Falling property values mean many people are upside down on their mortgages, according to the Bankrate.com financial site. Those homeowners owe more money that their houses are actually worth. Some opt for short sales to avoid foreclosure and its devastating credit effects. Short sales hurt your credit rating, too, but not as severely as actually losing the property.
Definition
A short sale means selling your home for less than you owe on your mortgage loan, Bankrate.com explains. Your lender must agree to the sale and amount, and most agree not to pursue you for payment of the remaining balance. Some mortgage companies allow a short sale to avoid the expenses involved in repossessing and reselling a home.
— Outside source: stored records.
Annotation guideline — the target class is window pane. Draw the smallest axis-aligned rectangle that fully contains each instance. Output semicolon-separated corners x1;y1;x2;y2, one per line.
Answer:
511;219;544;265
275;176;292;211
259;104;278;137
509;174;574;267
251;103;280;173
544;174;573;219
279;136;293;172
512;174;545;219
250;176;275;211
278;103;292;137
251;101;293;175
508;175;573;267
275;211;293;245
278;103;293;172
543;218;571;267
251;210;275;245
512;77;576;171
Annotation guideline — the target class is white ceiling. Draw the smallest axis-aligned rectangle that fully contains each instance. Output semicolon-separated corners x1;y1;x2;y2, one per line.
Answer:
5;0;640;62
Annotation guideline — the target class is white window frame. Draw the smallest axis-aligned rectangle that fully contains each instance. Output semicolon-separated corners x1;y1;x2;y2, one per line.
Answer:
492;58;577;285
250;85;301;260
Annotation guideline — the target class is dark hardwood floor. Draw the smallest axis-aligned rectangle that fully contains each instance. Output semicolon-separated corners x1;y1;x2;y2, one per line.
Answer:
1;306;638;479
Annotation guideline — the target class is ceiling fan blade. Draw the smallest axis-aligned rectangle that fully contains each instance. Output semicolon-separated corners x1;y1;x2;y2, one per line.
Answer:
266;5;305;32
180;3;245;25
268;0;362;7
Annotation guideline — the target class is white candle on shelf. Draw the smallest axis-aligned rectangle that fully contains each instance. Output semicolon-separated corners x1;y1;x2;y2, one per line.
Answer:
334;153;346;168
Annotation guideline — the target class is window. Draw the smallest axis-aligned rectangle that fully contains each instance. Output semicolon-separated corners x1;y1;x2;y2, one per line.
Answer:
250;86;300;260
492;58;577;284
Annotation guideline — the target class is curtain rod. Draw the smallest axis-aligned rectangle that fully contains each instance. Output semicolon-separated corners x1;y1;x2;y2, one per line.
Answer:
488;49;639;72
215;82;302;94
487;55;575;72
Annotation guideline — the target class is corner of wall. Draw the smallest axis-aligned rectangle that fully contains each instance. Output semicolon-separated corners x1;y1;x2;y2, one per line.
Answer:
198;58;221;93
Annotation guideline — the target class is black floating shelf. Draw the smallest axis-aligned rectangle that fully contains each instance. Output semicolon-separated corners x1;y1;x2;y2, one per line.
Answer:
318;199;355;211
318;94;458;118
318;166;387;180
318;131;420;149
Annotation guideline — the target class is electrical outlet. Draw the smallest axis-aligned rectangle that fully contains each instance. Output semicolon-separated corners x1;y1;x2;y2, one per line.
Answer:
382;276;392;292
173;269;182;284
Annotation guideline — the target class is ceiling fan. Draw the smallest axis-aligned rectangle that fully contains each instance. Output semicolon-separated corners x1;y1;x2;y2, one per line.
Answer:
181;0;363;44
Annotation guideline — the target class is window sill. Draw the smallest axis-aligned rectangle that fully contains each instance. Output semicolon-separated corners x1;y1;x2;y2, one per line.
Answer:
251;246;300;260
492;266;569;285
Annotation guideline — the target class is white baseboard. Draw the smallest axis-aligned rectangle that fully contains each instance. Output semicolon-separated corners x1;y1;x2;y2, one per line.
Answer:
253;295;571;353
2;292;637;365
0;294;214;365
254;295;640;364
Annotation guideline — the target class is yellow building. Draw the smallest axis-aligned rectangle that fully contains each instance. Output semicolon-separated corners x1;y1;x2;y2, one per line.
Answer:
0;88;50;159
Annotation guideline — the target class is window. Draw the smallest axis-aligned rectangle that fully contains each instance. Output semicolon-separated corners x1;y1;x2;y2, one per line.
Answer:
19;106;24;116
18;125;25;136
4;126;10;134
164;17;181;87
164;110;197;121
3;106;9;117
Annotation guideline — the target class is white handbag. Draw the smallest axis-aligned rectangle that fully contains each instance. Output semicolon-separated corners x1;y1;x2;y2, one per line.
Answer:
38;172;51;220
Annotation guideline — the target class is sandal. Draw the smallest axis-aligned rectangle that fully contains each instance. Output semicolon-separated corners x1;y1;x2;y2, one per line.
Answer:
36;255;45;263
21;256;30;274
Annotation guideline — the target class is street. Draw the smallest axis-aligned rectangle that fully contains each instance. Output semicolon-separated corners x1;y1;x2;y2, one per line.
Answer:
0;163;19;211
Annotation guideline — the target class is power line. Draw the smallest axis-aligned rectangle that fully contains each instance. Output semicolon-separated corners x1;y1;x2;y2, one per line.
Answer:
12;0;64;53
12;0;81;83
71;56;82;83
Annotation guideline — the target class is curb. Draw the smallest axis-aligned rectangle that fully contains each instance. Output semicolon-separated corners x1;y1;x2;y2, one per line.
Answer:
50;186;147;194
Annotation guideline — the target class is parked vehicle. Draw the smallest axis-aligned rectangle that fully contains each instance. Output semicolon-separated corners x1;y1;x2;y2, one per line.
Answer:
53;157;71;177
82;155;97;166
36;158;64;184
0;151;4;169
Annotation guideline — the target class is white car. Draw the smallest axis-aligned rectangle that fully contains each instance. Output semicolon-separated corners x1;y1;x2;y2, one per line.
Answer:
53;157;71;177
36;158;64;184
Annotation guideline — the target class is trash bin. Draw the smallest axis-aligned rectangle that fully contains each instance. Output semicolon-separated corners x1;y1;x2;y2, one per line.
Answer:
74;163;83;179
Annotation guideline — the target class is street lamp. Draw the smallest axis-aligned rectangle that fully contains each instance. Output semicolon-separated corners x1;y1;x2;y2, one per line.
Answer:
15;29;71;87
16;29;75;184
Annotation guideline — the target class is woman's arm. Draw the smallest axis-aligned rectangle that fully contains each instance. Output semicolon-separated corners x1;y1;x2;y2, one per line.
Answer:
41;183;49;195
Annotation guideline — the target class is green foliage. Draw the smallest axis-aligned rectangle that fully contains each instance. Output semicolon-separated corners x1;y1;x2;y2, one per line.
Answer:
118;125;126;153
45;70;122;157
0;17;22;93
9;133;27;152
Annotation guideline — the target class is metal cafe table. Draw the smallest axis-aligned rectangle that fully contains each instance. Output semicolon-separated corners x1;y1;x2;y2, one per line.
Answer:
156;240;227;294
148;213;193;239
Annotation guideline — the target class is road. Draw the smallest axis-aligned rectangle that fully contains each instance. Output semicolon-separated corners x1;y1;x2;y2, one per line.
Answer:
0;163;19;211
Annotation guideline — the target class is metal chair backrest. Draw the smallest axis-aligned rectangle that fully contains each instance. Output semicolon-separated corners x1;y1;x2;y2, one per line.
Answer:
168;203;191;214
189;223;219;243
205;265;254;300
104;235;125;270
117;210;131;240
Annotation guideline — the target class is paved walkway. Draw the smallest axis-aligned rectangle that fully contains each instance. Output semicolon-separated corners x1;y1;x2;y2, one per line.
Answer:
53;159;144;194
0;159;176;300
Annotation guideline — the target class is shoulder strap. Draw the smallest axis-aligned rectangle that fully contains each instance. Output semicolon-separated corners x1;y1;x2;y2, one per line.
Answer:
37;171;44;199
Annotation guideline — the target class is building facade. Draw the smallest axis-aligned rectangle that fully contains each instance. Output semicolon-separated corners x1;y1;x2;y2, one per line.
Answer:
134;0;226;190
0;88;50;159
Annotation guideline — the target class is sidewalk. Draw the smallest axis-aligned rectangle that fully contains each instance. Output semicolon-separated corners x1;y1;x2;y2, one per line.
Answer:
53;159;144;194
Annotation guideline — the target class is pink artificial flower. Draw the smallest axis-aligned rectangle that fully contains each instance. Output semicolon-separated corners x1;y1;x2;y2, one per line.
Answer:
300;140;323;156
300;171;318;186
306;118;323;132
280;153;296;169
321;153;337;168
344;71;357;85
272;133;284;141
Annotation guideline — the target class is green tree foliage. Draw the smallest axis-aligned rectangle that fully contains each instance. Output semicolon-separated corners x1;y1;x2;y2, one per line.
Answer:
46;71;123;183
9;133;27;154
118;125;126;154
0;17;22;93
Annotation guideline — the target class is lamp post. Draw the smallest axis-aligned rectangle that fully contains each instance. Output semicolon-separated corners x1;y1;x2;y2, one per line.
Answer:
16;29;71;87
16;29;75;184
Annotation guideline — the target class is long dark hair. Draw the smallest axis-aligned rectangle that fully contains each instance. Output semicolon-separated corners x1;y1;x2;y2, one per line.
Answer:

You sell often the home more quickly because you are asking a low price.
Effects
You already have damaged credit if you were not paying your mortgage or were sending in late payments in the time leading up to the short sales. Your bank causes additional damage by reporting the loan as "settled for less than full amount" to the Equifax, Experian and TransUnion credit bureaus. This is a negative status that tips other lenders off to the short sale. Ask that your mortgage loan be reported as paid in full, and get this agreement in writing, along with a paper that absolves you of the remaining loan balance. Check the status when the sale is complete by ordering credit reports from annualcreditreport.com. The Federal Trade Commission explains that each credit bureau is required to give you one free copy each year through that website.
Damage Control
You can start with credit rating damage control immediately after your short sale. Create a budget that redirects the money saved from excessive mortgage payments onto your other bills. MyFICO, the Fair Isaac credit scoring website, explains that payment delinquencies are one of the worst drags on your score. Pay everything on time and avoid running up more debt until your finances are fully back on track.
Circumstances
Short sales should be considered carefully and only used in appropriate circumstances. Natalie Lohrenz of counseling for Consumer Credit Counseling Service of Orange County in California explains that you should try to get through short term problems, like illness or temporary unemployment, without getting rid of your home. Short sale is appropriate if letting the bank take your home is your only alternative.
Considerations
Short sales are rarely an option if you have two mortgages on your home. Your primary lender might agree to take a loss, but Bankrate.com explains that the second mortgage holder would forfeit its entire interest in the property. You must either find a way to pay the bills or risk foreclosure if you are stuck with dual home loans.